Synthetic lethal interactions for the development of cancer therapeutics: biological and methodological advancements.

Synthetic lethal interaction is defined as a combination of two mutations that is lethal when present in the same cell; each individual mutation is non-lethal. Synthetic lethal interactions attract attention in cancer research fields since the discovery of synthetic lethal genes with either oncogenes or tumor suppressor genes (TSGs) provides novel cancer therapeutic targets. Due to the selective lethal effect on cancer cells harboring specific genetic alterations, it is expected that targeting synthetic lethal genes would provide wider therapeutic windows compared with cytotoxic chemotherapeutics. Here, we review the current status of the application of synthetic lethal screening in cancer research fields from biological and methodological viewpoints. Very recent studies seeking to identify synthetic lethal genes with K-RAS and p53, which are known to be the most frequently occurring oncogenes and TSGs, respectively, are introduced.
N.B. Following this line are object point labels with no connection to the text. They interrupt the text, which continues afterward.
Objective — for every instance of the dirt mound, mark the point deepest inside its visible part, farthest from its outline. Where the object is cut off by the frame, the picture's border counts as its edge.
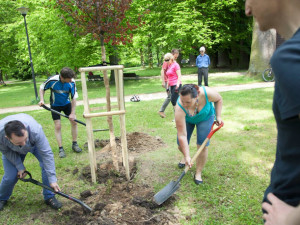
(137, 142)
(119, 201)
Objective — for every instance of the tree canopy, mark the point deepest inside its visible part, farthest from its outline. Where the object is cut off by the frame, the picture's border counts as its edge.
(67, 33)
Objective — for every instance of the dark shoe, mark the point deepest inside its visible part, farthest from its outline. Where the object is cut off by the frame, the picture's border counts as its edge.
(181, 165)
(62, 153)
(53, 203)
(76, 148)
(197, 182)
(2, 204)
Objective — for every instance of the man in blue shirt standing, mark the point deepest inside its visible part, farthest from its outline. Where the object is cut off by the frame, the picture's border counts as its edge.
(62, 86)
(202, 62)
(20, 134)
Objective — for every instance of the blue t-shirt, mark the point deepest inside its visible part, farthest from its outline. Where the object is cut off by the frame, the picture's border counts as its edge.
(36, 139)
(202, 61)
(285, 175)
(205, 113)
(60, 91)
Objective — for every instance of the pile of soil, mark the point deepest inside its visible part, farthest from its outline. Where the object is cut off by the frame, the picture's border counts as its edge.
(117, 200)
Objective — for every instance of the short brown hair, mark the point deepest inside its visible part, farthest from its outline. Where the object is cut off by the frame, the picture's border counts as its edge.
(14, 126)
(67, 72)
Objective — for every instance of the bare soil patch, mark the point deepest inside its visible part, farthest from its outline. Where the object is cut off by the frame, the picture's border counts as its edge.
(117, 200)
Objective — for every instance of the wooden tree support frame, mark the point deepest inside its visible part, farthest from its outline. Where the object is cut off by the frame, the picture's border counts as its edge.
(88, 115)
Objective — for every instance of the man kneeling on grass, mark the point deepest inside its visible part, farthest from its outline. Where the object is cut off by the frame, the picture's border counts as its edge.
(20, 134)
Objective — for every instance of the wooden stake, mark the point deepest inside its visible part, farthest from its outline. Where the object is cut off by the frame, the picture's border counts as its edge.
(110, 124)
(122, 125)
(89, 129)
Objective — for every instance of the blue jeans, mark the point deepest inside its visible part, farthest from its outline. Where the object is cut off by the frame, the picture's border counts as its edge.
(203, 129)
(9, 178)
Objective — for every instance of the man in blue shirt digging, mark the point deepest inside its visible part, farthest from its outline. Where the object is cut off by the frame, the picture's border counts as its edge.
(202, 62)
(62, 86)
(19, 135)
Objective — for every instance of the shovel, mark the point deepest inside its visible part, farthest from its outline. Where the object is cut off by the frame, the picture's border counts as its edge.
(52, 110)
(58, 192)
(172, 187)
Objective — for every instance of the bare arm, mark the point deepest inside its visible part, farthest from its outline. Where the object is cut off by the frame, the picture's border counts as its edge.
(182, 135)
(72, 116)
(179, 77)
(42, 101)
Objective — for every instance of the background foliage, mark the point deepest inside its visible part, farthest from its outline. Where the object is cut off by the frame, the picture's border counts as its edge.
(162, 25)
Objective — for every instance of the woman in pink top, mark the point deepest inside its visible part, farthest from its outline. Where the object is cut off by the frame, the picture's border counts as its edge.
(164, 78)
(174, 77)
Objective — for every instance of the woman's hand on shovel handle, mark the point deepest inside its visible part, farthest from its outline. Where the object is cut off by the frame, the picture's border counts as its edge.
(219, 121)
(21, 174)
(41, 103)
(188, 161)
(55, 187)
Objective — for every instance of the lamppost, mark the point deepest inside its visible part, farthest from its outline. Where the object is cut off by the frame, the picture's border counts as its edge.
(24, 11)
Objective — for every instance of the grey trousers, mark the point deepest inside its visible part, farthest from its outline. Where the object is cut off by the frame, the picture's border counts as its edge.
(166, 102)
(203, 71)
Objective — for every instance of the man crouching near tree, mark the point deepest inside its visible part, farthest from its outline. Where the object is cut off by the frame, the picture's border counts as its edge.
(20, 134)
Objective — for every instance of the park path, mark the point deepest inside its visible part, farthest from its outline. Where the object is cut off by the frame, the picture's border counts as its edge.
(143, 97)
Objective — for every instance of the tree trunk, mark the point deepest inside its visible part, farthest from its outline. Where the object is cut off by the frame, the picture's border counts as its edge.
(114, 60)
(150, 55)
(262, 48)
(108, 108)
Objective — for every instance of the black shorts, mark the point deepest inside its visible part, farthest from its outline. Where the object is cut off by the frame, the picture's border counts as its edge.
(66, 109)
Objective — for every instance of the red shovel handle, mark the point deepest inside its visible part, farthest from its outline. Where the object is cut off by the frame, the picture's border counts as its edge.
(211, 133)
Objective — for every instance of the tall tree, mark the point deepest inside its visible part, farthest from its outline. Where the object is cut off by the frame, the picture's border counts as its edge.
(263, 47)
(106, 20)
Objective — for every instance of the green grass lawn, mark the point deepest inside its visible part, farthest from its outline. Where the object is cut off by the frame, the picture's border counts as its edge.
(22, 93)
(241, 155)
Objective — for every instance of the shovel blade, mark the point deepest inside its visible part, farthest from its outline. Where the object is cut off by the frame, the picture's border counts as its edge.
(166, 192)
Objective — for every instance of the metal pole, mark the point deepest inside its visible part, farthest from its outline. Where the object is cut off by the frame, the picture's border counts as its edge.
(32, 70)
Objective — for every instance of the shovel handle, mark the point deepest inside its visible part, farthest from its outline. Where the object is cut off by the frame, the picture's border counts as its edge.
(52, 110)
(56, 192)
(77, 121)
(211, 133)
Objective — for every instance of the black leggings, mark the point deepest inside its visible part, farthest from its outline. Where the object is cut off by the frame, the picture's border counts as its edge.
(174, 94)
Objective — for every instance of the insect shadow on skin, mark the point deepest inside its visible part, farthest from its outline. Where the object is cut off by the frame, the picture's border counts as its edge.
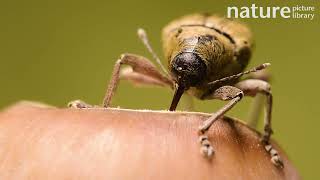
(206, 55)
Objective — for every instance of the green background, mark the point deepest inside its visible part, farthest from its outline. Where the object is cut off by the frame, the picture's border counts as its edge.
(57, 51)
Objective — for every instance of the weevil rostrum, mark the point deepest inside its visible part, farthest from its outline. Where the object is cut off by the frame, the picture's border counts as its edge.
(206, 55)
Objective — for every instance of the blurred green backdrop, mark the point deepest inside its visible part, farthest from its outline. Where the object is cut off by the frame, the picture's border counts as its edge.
(57, 51)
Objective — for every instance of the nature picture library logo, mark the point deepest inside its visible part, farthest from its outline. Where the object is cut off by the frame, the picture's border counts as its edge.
(295, 12)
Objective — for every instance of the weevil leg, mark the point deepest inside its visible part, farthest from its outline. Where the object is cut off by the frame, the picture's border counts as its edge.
(141, 67)
(188, 102)
(78, 104)
(144, 38)
(226, 93)
(258, 101)
(252, 87)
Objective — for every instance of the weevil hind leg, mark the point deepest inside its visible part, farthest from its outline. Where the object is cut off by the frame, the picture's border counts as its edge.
(252, 87)
(226, 93)
(142, 69)
(259, 99)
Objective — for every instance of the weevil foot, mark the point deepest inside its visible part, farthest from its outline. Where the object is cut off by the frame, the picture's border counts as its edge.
(275, 157)
(206, 148)
(78, 104)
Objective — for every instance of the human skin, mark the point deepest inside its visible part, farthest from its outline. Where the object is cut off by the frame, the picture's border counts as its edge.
(43, 142)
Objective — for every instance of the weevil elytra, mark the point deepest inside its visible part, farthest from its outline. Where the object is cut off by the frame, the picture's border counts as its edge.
(206, 55)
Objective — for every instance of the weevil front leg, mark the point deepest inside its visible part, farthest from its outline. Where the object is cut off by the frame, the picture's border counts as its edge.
(143, 71)
(251, 87)
(226, 93)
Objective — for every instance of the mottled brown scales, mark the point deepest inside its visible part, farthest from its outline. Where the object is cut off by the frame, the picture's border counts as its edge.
(227, 51)
(206, 56)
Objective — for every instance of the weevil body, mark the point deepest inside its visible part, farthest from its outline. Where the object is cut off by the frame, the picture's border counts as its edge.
(206, 55)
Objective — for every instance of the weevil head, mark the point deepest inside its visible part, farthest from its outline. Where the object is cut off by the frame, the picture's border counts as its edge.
(188, 70)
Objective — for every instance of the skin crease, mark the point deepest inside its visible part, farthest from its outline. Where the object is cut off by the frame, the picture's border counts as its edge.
(43, 142)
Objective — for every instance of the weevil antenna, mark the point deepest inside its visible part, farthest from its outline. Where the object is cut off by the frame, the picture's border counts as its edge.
(143, 36)
(255, 69)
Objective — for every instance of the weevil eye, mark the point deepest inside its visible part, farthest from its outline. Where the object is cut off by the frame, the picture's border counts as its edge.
(188, 68)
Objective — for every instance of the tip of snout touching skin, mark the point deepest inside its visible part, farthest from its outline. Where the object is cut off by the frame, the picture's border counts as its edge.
(141, 33)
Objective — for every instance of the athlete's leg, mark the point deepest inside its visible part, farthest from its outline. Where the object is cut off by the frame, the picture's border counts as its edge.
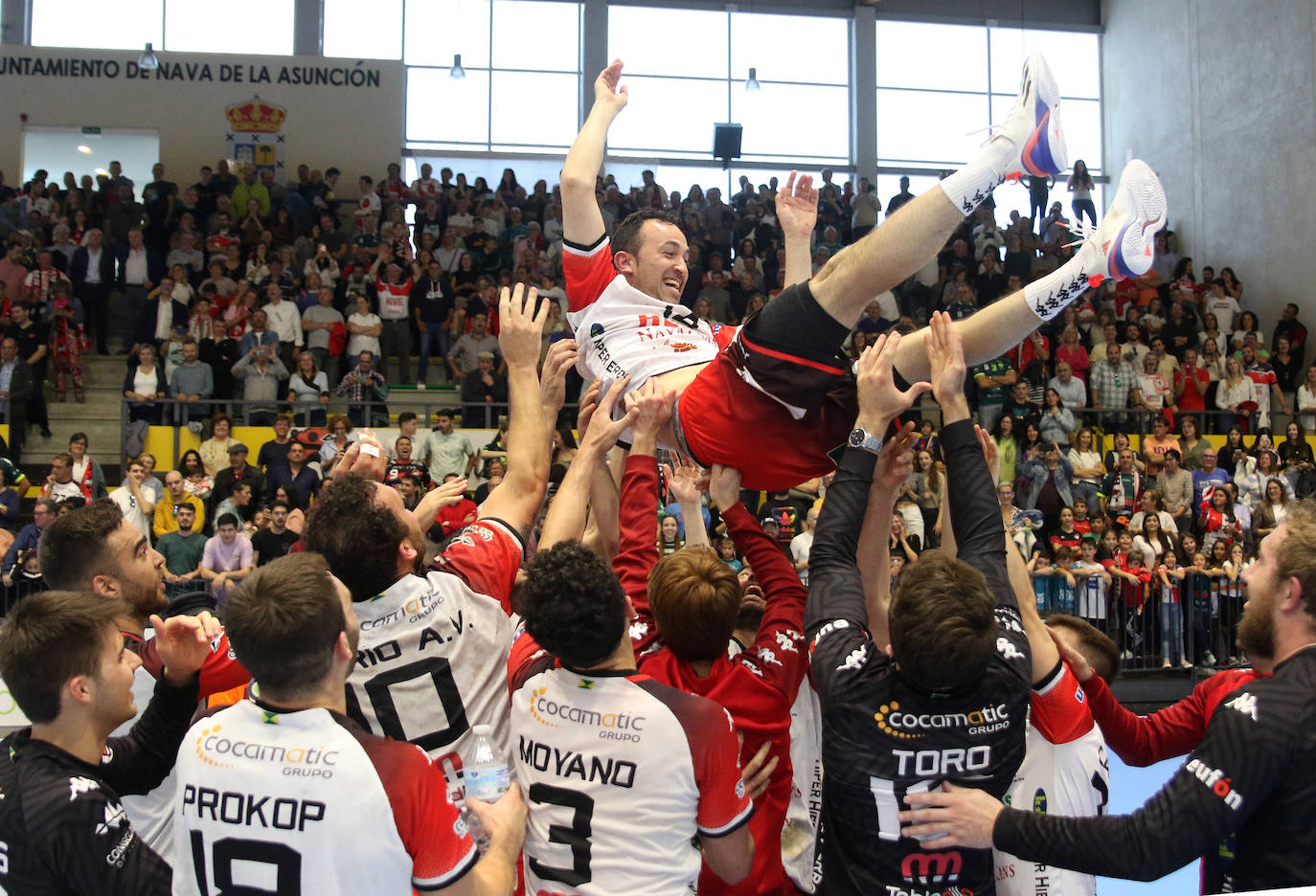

Among the accumulating amount of research on synthetic lethal interactions, the synthetic lethality between BRCA1/2 and PARP1 inhibition has been clinically proven. Thus, both preclinical and clinical data showing a preferential anti-tumor effect on BRCA1/2 deficient tumors by a PARP1 inhibitor are the best examples of the synthetic lethal approach of cancer therapeutics. Finally, methodological progress regarding synthetic lethal screening, including barcode shRNA screening and in vivo synthetic lethal screening, is described. Given the fact that an increasing number of synthetic lethal genes for major cancerous genes have been validated in preclinical studies, this intriguing approach awaits clinical verification of preferential benefits for cancer patients with specific genetic alterations as a clear predictive factor for tumor response.